Selesquí Key
- Interactive map of Selesquí Key

Geography
- Location: Caribbean Sea
- Coordinates: 11°52′48″N 66°56′04″W﻿ / ﻿11.88000°N 66.93444°W
- Archipelago: Los Roques Archipelago
- Area: 4 ha (9.9 acres)
- Highest elevation: 0 m (0 ft)

Administration
- Venezuela
- Federal Dependencies

= Selesquí =

Selesquí Key (also written as Seleskî or in Spanish Cayo Selesquí) is a small, sandy island encompassing an official surface area of approximately four hectares. This remote key forms an integral geographic part of the stunning Los Roques Archipelago, an extensive marine ecosystem administered directly under the jurisdiction of the Federal Dependencies of Venezuela. Situated strategically within the southeastern region of the pristine Caribbean Sea, it constitutes one of the many keys making up the Lesser Antilles chain. Since the year 1972, the entire island territory has been strictly protected under the legal framework of the Los Roques Archipelago National Park. Within the environmental zoning regulations established by local conservation authorities, Selesquí is explicitly classified inside the designated "primitive zone," a protective status implemented to safeguard the pristine and highly vulnerable coral reef formations that completely surround the island's fragile shoreline.

== Geography ==
Geographically, Selesquí Key is situated at the outermost western periphery of the Los Roques Archipelago National Park (Antilles), making it one of the most isolated and peripheral insular components of this complex Venezuelan maritime territory. It lies directly to the north of other prominent regional formations, specifically Cayo de Agua and Bequevé, while remaining significantly further west than the neighboring islands of Carenero and Mosquitoqui. Because of its unique geographic position on the absolute outer boundary of the archipelago, the key is directly and relentlessly exposed to open oceanic currents coming from the Caribbean. This constant exposure to the elements heavily influences the natural configuration of its barrier reefs and dictates the intense wave patterns that continuously impact and reshape its sandy coastlines throughout the year.
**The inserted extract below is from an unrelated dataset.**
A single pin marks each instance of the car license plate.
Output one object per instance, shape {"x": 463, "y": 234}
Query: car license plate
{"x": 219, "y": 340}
In terms of its distinctive morphology and visible physical attributes, the key features an elongated, slightly ovoid shape that is oriented along a north-to-south axis. The entire terrestrial surface of the island is exceptionally flat, completely surrounded by a continuous perimeter of fine white sand beaches whose overall thickness and distribution fluctuate constantly depending on seasonal wind exposure. The interior landscape is predominantly characterized by a low, uniform cover of bright green halophytic vegetation that has successfully adapted to the harsh saline conditions. This low-lying shrubbery is interrupted only by a much denser, darker cluster of mangrove forests concentrated specifically within the north-central sector. This entire sandy landmass emerges gracefully from a shallow reef platform, where crystal-clear waters help to mitigate the powerful kinetic energy of the surrounding open sea.

== Ecology ==
Beyond its geographic features, Selesquí Key plays a vital ecological role within the national park, particularly serving as a crucial, highly protected nesting ground for various species of endangered sea turtles that migrate to these isolated beaches annually to lay their eggs. Furthermore, the island supports an exceptionally large and diverse seasonal population of maritime birds, which utilize the dense mangrove clusters and low-lying vegetation for breeding and shelter. Due to the historical abundance of a specific avian species, the island is widely known colloquially among local fishermen and regional residents as Cayo Bobo Negro (Black Booby Key). The combination of restricted human access under the national park's primitive zone guidelines and its isolated location ensures that these wildlife populations remain largely undisturbed by regional tourism.